Nancy Sinkoff, a professor of Jewish studies and history at Rutgers University, has been appointed director of the Allen and Joan Bildner Center for the Study of Jewish Life effective July 1.
The Bildner Center’s global stature is due in large measure to Yael Zerubavel, a professor of Jewish studies and history, and the Center’s founding director. Zerubavel is retiring at the end of the academic year after developing the Center and the Department of Jewish Studies, for which she was the founding chair, into the world-class centers of learning that they are today.
Professor Sinkoff, currently the director of the Center for European Studies, has been at Rutgers since 1998 and was the first faculty member to join the Department of Jewish Studies. The broad range of her scholarship and creative vision make her the perfect choice to lead the Bildner Center.
Sinkoff’s interests include early modern and modern Jewish history with a focus on East European Jewish intellectual history, the Enlightenment, politics, and gender. Her publications include Out of the Shtetl: Making Jews Modern in the Polish Borderlands, a co-edited volume with Rebecca Cypess, Sara Levy’s World: Gender, Judaism, and the Bach Tradition in Enlightenment Berlin, and a forthcoming biography of Lucy S. Dawidowicz, From Left to Right: Lucy S. Dawidowicz, the New York Intellectuals, and the Politics of Jewish History. She has lectured widely in Europe, Israel, and the United States. In addition, Sinkoff has long devoted herself to bringing ideas and information to the public--through adult education, public television and radio programming, and community lectures.
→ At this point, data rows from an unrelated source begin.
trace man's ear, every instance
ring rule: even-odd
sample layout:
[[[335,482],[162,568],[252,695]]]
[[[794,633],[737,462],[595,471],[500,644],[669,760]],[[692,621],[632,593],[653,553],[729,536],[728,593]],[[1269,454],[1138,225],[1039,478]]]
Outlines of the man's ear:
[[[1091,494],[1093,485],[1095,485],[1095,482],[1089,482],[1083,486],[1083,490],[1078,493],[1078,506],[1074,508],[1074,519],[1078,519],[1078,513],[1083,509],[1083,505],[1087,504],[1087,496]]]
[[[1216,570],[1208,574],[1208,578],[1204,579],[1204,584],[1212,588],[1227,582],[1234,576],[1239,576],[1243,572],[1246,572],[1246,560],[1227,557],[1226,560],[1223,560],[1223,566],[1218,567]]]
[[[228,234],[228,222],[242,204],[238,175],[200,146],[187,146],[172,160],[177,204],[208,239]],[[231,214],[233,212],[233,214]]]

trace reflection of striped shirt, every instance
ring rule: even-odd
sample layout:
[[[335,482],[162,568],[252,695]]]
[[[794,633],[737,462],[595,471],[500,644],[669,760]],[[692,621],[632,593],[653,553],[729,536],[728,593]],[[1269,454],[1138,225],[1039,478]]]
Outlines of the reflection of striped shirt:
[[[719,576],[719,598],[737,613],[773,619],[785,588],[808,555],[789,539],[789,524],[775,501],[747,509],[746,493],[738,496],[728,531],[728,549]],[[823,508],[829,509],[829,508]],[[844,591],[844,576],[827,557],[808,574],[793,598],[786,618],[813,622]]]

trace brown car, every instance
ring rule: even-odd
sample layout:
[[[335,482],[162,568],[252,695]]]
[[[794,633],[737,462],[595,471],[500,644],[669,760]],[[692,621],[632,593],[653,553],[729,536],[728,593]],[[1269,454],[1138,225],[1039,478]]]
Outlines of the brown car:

The subject of her first book is featured in the “Encounters with Modernity” exhibition in Polin: Museum of the History of Polish Jews in Warsaw.
Established in 1996, the Bildner Center is both an essential institution of the School of Arts and Sciences at Rutgers and an invaluable public resource with national and international reach. It connects the university with the community through public lectures, conferences, cultural events, and teacher training. The Center sponsors visiting scholars and offers programs for students and seminars for faculty. The Herbert and Leonard Littman Families Holocaust Resource Center advances the center’s commitment to fight bigotry and promote understanding through its acclaimed Holocaust education program.
Over a long and distinguished career, Zerubavel has published extensively in the areas of collective memory, Israeli culture, war and trauma, and symbolic landscapes. Her books include the award-winning Recovered Roots: Collective Memory and the Making of Israeli National Tradition, and the 2018 release, Desert in the Promised Land. Zerubavel is currently at work on a new book, Biblical Reenactments and the Performance of Antiquity in Israeli Culture.